Soonho Ahn left Samsung to join Apple to lead the company’s developments in battery technology.
Batteries, while not perhaps among the most sexy technologies, are as important to Apple as custom silicon. After all, iPhones, iPads, Apple Watches, MacBooks, and even AirPods all rely on batteries, without which they would be useless bricks of glass, metal, and plastic. And though power management and batteries have improved over the past decade or so, we’re still relying on the same basic technology.
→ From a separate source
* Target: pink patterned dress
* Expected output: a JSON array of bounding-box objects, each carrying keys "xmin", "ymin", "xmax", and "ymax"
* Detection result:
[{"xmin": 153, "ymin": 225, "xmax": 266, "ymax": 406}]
Any way that Apple can improve its devices’ battery efficiency would be a major coup and give it a potentially significant competitive advantage. Given that Ahn’s area of expertise at Samsung SDI was apparently “next-generation batteries and materials innovation,” it’s pretty clear why Apple hired him away. Mix in the company’s acquisition of several hundred experts in power management chips from Dialog Semiconductor last year and Apple’s obviously pushing hard in this direction.
Car-ry on wayward son
While staffing changes at the top of Apple’s organization tend to get a lot of attention, changes among the company’s rank and file are often kept under wraps, falling into the realm of speculation and sketchy report. This week, however, there was a rare exception: a CNBC story reported that 200 members of Apple’s autonomous driving project were “dismissed,” a development that was officially confirmed by the company.
Apple’s statement on the matter refers to some personnel also being moved elsewhere in the company, including to machine learning teams, but such a massive adjustment on a program that has already reportedly seen some substantial changes would seem to further indicate a shift in priorities, if nothing else.
A self-driving car is surely an ambitious project—perhaps the most ambitious that Apple has ever taken on—and questions have swirled about what the end product might look like ever since the first rumors of the program’s existence began. Most recently, Cook has spoken of developing autonomous systems, with a car of its own not being a foregone conclusion for the company.
Certainly, this autonomous systems project remains an area of intense focus for the company—it has been said to have a staff of more than 2,000, so a departure of even 200 still means that plenty of people are hard at work on the project, whatever form it might ultimately take.